I’ve often said (although not yet on this blog, which I’ve only recently begun) that the most effective way in which pro-lifers can advance a pro-life legislative agenda is through a slow, calculated, incremental approach, and not by means of a full frontal assault.  This was the technique employed by opponents of segregation in the 20th Century. The genius of Thurgood Marshall and the NAACP was that they had so eroded the viability of Plessy v. Ferguson1 with case after case in which “separate” could not be considered “equal,” that by the time Brown v. Board came along, it pretty much collapsed under its own weight. My Con Law professor called this the “termite approach.”

Those who worked for the legalization of abortion proceeded in a similarly calculated fashion. First, legalize contraception for married couples,2 then for unmarried couples,3 then argue that precedent set forth the overarching principle that the state essentially lacked all power to regulate “matters so fundamentally affecting a person as the decision whether to bear or beget a child.”4

Pro-lifers should proceed in a similarly incremental, strategic approach. It’s not difficult to perceive a certain degree of annoyance (perhaps yielding increased resistance) in the Casey joint opinion in the words “the United States, as it has done in five other cases in the last decade, again asks us to overrule Roe.5 If, rather than seeking complete nullification of Roe in each previous lawsuit, pro-lifers had simply attempted to chip away at it, there might have been a different result in Casey.

Maybe.

Interestingly enough, these three initiatives span the continuum of how much, or how aggressively, pro-lifers might attack abortion. At the far end of the spectrum, South Dakota seeks to outlaw all abortion, except in cases of rape or incest or when necessary to save the life or health of the mother. Such an initiative represents an attempt to almost completely reverse Roe.  I say “almost” because while life and health exceptions were the norm for abortion prohibitions prior to Roe, rape and incest exceptions were not.

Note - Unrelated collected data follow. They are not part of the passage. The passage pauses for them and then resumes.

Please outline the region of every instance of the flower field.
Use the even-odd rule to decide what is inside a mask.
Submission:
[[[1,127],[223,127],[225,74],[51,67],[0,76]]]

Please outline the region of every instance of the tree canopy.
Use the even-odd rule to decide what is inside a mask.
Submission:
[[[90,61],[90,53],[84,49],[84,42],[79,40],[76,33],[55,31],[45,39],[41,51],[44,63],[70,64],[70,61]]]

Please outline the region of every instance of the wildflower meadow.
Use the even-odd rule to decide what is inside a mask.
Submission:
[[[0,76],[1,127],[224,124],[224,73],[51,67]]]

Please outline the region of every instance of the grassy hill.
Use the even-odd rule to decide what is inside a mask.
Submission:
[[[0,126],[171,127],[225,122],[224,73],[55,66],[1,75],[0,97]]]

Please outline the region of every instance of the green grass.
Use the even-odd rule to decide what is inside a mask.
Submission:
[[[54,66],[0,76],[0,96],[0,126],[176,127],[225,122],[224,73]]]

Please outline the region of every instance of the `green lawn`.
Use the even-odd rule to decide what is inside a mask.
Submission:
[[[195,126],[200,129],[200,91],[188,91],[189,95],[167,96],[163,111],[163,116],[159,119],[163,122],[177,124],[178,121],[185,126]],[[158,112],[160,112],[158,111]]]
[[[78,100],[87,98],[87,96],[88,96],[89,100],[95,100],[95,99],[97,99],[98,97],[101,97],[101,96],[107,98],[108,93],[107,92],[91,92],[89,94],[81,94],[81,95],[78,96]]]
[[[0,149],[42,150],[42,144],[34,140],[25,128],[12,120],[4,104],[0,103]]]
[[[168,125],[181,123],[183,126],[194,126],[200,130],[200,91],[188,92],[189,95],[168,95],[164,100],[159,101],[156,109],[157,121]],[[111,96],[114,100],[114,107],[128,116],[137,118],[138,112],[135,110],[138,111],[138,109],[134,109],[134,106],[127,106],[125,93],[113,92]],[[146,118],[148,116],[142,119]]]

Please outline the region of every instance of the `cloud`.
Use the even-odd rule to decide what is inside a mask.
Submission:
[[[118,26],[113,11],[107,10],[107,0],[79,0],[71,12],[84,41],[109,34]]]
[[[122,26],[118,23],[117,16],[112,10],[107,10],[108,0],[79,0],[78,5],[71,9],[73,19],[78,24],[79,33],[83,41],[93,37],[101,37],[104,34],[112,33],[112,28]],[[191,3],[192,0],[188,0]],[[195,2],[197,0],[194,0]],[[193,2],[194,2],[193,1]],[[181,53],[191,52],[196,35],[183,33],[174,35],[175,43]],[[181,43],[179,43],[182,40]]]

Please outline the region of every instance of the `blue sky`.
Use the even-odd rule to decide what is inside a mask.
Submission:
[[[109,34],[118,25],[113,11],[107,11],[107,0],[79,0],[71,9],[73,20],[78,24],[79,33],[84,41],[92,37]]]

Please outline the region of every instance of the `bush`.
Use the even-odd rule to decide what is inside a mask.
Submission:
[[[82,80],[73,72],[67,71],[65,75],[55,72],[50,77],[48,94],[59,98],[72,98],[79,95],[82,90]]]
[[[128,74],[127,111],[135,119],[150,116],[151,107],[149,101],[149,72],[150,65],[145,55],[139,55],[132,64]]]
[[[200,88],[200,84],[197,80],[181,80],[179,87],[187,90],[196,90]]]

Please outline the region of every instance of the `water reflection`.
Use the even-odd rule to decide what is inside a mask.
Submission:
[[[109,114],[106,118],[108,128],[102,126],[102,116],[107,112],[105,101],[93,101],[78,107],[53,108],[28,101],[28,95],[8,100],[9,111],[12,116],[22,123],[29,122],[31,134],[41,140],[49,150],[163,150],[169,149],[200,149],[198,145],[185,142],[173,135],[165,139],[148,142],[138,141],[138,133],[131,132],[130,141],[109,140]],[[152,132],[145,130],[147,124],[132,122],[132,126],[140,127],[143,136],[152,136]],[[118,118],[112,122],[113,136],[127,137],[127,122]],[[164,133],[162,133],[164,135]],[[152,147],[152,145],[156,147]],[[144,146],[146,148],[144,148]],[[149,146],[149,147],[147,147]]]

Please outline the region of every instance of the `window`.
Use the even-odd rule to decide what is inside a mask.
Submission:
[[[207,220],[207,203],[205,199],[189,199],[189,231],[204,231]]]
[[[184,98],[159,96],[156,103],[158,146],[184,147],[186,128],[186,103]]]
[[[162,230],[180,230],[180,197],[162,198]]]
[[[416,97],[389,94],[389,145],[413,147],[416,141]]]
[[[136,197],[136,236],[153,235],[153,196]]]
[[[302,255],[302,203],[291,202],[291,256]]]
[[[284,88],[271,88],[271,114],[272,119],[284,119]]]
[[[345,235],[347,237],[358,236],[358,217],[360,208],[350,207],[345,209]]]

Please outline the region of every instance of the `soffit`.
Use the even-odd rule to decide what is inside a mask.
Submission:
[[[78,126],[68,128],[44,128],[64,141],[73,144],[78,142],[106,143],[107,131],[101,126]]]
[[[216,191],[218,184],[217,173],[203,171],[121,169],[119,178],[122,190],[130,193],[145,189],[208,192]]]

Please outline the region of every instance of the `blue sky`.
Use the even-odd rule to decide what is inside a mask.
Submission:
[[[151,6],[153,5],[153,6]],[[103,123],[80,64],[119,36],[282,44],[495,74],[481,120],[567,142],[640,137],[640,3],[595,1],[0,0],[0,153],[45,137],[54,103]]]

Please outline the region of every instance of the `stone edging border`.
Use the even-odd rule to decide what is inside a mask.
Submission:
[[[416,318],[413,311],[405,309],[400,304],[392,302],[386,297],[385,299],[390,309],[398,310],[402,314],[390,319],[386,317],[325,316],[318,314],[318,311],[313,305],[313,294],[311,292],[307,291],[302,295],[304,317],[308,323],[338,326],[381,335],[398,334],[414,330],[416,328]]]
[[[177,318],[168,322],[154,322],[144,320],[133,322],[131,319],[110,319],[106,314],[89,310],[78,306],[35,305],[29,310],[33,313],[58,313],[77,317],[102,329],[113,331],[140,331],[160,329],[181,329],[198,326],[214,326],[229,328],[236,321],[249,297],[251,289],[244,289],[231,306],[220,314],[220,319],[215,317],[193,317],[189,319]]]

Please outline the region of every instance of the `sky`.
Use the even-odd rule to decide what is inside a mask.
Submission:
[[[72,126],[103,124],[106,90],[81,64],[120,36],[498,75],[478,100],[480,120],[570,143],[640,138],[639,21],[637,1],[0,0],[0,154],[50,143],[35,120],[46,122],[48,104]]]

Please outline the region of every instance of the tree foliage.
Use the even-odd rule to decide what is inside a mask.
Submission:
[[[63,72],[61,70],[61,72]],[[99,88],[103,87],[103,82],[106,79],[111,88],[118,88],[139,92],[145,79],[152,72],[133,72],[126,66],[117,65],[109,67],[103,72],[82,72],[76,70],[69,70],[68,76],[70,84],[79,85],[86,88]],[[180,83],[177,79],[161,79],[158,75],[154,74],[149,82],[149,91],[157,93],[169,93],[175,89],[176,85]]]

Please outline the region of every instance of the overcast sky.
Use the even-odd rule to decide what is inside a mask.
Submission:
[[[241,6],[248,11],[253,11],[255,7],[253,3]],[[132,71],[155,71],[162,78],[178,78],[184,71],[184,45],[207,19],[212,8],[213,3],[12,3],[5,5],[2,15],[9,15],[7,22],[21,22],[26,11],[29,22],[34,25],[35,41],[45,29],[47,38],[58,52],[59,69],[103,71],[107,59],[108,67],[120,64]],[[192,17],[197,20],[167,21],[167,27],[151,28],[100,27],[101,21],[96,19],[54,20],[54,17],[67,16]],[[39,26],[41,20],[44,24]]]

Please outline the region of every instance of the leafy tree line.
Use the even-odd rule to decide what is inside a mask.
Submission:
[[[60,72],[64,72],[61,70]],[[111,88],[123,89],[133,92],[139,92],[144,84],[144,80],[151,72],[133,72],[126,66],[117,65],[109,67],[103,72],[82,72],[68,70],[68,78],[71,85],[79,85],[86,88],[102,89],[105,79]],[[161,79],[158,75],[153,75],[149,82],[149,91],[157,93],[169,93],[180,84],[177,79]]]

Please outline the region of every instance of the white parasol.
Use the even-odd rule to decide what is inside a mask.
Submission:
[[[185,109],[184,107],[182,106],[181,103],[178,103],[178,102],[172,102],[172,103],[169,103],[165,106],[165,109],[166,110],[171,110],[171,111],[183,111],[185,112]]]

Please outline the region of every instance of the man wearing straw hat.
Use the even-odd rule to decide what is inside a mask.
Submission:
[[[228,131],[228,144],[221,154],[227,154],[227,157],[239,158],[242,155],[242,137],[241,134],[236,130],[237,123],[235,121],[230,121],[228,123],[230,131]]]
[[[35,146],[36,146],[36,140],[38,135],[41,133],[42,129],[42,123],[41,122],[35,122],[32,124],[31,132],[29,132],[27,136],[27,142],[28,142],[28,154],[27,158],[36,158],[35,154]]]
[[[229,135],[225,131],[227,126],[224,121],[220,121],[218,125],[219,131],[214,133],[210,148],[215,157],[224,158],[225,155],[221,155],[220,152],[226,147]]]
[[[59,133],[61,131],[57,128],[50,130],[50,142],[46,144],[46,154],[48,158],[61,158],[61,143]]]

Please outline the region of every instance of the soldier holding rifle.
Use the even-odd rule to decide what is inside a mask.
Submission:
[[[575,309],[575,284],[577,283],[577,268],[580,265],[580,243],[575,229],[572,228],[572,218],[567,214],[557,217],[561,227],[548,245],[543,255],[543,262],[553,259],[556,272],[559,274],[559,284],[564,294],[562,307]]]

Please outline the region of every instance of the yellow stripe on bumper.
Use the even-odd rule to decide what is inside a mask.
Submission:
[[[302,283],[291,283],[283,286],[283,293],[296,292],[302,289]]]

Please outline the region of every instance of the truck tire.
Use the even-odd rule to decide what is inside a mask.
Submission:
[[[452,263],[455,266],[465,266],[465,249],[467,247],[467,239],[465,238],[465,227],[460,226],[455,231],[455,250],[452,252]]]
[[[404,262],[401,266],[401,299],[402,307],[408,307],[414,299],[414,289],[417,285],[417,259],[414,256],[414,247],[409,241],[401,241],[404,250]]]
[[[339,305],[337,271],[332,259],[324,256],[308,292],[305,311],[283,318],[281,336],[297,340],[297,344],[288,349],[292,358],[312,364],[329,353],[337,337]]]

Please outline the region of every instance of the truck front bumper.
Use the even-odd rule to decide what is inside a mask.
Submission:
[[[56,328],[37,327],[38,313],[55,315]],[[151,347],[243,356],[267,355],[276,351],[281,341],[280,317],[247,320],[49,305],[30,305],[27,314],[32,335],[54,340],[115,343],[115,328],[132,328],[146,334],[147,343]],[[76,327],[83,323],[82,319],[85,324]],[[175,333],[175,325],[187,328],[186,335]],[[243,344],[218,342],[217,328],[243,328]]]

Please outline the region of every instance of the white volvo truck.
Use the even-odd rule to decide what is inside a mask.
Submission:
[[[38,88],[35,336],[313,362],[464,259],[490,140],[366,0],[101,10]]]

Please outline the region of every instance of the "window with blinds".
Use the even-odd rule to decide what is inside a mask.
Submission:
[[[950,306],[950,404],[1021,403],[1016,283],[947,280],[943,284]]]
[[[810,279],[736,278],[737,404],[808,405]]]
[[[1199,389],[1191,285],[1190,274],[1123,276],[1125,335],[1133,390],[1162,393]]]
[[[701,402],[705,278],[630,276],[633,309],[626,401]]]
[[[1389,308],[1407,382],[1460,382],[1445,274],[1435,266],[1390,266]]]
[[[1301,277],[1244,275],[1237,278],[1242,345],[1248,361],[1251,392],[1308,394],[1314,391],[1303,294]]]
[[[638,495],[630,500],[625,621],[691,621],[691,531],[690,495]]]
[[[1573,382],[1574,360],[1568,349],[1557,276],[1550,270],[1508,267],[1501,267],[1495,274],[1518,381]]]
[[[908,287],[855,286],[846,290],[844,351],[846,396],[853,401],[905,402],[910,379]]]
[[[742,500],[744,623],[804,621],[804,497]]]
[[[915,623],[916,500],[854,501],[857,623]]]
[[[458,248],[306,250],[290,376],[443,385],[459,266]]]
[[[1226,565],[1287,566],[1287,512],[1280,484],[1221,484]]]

In middle of the continuum is the California parental notification initiative. A parental notification law (many states have them) does not prohibit any abortions per se, but requires that before an abortion may be performed on a minor, one of that minor’s parents must be notified. That is not to say that such laws do not reduce the number of abortions – they do – but, they do so only indirectly by ensuring sufficient decisional safeguards before the abortion may take place. It also contributes to a pro-life orthodoxy by impressing upon the mother in particular, and society in general, the gravity of the act.

Finally, at the other end of the spectrum is the Colorado initiative, which, like a parental notification law, is meant to communicate a respect for life, but, unlike it, places absolutely no real obstacles in the way of those seeking to obtain or perform abortions. Its sole purpose is to communicate that it is a life that is being taken in an abortion. It relies entirely upon a moral conviction in the hearts of individuals to not take that life.

As with all my posts so far, there is more that I could say. I’d very much like to further discuss the efficacy of enacting laws and constitutional amendments that function primarily to communicate a pro-life orthodoxy. It seems that many people think these actions useless, and that if we really want to fight abortion we need to go for the jugular. Well, thirty-five years after Roe, we know two things: (1) Roe persists, yet (2) more people consider themselves pro-life than in 1973. Maybe it’s time to reexamine that cynicism. The success or failure of these initiatives should provide a good rubric.


1. 163 U.S. 537 (1896).
2. See Griswold v. Connecticut, 381 U.S. 479 (1965).
3. See Eisenstadt v. Baird, 405 U.S. 438 (1972).
4. Roe v. Wade, 410 U.S. 113 (1973) (quoting Eisenstadt, 405 U.S., at 453).
5. Planned Parenthood v. Casey, 505 U.S. 833, 844 (1992).